452 F2d 773 United States v. Valenzuela-Mendoza

452 F.2d 773

UNITED STATES of America, Appellee,
Armando VALENZUELA-MENDOZA, Appellant.

No. 71-1668.

United States Court of Appeals,
Ninth Circuit.

Dec. 22, 1971.

Louis V. Vasquez, San Francisco, Cal., for appellant.

Richard K. Burke, U. S. Atty., Stanley L. Patchell, Stephen M. McNammee, Asst. U. S. Attys., Tucson, Ariz., for appellee.

Before CHAMBERS, KOELSCH and KILKENNY, Circuit Judges.



Appellant was indicted, tried by a jury and convicted of violating 21 U.S.C. Sec. 176a [concealing and transporting illegally imported marihuana]. We affirm.



Appellant was caught near Sonoita, Arizona, while driving a truck loaded with 405 kilos of marihuana. On previous occasions, he had served as a government informer, for which services he had been paid $350.00. There is evidence that he was dissatisfied with his compensation for these services. There is also evidence that he told one agent that the narcotics dealers in Tucson would give him $4,000.00 for delivering a shipment. That was the last contact the agents had with appellant before the arrest. There was other evidence that appellant had been running loads of marihuana on his own without advising the agents. It is appellant's contention that he was running the marihuana for the government, that he had given his wife two telephone numbers to call to advise the agents of his arrival and that she had failed to make the call.



Appellant mentions five areas in which he claims he did not receive adequate representation by his trial attorney. We have closely scrutinized the record and find each claim without merit. By hindsight, it may appear that the trial attorney committed errors in judgment. Such errors, however, even if they would point to a lack of professional cunning, do not vitiate the trial, unless on the whole the attorney's performance was such as to amount to no representation and to reduce the trial to a mockery. Lyons v. United States, 325 F.2d 370, 377 (9th Cir. 1963); Kruchten v. Eyman, 406 F.2d 304, 312 (9th Cir. 1969); Murgia v. United States, 448 F.2d 1275 (9th Cir. 1971). We find no such dereliction in the record before us. The language barrier between appellant and his trial counsel is merely one circumstance to be weighed with all others. Our careful perusal of the entire record convinces us that appellant was convicted, not by reason of incompetent or inadequate representation by counsel, but by reason of the overwhelming weight of the evidence produced against him. Reid v. United States, 334 F.2d 915, 919 (9th Cir. 1964).
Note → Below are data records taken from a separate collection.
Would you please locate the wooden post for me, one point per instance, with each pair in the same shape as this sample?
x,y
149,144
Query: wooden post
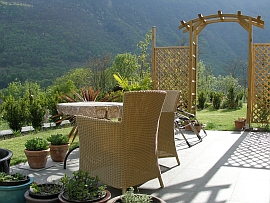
x,y
190,65
250,74
154,79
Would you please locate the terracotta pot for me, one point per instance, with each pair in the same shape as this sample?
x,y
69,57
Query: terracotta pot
x,y
154,200
198,128
30,199
239,124
37,159
103,200
14,194
188,126
58,152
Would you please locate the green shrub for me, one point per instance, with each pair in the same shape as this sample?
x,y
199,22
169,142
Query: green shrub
x,y
58,139
217,98
15,113
201,100
36,144
36,113
130,197
232,98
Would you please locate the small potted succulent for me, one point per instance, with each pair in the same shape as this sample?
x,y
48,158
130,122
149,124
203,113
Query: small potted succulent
x,y
13,187
131,197
239,123
36,151
44,193
58,147
81,187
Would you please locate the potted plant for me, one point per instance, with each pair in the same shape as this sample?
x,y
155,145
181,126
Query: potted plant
x,y
43,193
36,151
131,197
81,187
58,147
13,187
239,123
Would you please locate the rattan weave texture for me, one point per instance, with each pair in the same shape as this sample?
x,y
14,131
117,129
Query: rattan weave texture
x,y
124,153
166,141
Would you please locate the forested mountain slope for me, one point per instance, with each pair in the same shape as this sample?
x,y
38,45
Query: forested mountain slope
x,y
42,39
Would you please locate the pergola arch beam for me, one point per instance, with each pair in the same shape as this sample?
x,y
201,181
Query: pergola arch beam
x,y
195,26
243,20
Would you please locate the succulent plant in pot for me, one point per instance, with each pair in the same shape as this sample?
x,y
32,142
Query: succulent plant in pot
x,y
44,193
58,147
13,179
131,197
13,187
36,151
82,187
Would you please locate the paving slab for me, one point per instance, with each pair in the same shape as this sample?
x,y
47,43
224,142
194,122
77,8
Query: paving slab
x,y
226,167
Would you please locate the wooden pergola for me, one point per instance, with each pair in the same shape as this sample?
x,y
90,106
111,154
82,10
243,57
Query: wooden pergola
x,y
194,27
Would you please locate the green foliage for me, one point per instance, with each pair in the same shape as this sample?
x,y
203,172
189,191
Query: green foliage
x,y
37,112
36,144
217,98
134,84
232,98
11,177
23,104
81,187
14,112
58,139
130,197
46,189
201,100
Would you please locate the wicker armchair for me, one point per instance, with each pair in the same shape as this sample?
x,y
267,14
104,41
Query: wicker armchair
x,y
124,153
166,141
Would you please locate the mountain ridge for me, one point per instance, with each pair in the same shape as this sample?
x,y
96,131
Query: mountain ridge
x,y
43,39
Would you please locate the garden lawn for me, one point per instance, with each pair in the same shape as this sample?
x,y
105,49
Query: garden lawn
x,y
222,119
16,144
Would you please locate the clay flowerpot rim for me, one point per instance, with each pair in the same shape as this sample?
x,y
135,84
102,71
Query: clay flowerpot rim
x,y
59,144
154,198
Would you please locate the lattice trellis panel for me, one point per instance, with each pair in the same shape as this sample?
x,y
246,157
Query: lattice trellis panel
x,y
261,89
172,70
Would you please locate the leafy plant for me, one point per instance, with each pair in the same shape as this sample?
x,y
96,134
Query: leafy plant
x,y
4,177
201,99
130,197
58,139
46,189
36,144
217,98
14,112
81,187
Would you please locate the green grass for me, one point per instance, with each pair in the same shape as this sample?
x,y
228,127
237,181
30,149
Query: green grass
x,y
16,144
222,119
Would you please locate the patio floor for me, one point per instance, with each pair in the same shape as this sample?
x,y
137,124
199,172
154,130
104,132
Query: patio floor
x,y
227,166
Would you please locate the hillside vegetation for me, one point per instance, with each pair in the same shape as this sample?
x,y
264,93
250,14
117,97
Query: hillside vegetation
x,y
41,40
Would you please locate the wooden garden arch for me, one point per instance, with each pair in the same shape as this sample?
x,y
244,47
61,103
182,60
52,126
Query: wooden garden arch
x,y
183,60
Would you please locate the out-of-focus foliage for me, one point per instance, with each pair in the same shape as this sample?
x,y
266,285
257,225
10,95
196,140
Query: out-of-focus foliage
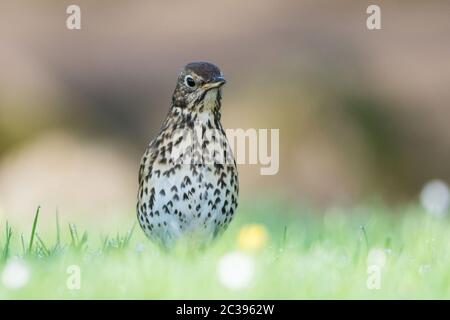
x,y
360,112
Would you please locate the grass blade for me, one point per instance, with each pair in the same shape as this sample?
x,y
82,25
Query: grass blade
x,y
33,230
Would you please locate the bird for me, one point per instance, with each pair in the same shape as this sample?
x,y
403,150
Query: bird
x,y
188,179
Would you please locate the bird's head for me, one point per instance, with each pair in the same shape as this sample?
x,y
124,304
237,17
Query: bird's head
x,y
199,87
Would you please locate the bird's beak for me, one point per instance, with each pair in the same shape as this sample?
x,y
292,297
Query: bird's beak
x,y
215,83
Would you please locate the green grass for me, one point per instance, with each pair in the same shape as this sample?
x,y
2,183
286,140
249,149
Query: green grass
x,y
309,255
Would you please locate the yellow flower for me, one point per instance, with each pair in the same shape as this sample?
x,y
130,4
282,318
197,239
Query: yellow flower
x,y
252,237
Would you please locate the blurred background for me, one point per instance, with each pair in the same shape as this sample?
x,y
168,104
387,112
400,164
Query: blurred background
x,y
362,114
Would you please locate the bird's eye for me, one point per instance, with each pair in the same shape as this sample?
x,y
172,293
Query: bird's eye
x,y
189,81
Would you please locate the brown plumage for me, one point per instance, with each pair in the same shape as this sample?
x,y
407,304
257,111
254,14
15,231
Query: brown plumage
x,y
188,181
There is not one iota of evidence to support the appellant's contention that he was ever in possession of a notebook containing certain phone numbers. Beyond that, there is no evidence to show that the prosecutor had possession of such a notebook, even if one existed. Consequently, appellant has failed to bring himself within the perimeter of the rule stated in Brady v. Maryland, 373 U.S. 83, 86-88, 83 S.Ct. 1194, 10 L.Ed.2d 215 (1963).



Finally, appellant complains of the failure to give a requested instruction. A casual review of the instructions reveals that every point mentioned in appellant's request was covered by other instructions. Needless to say, the trial judge is not required to give a requested instruction as long as the substance of the instruction is covered in the over-all charge. United States v. Harvey, 428 F.2d 782, 784 (9th Cir. 1970).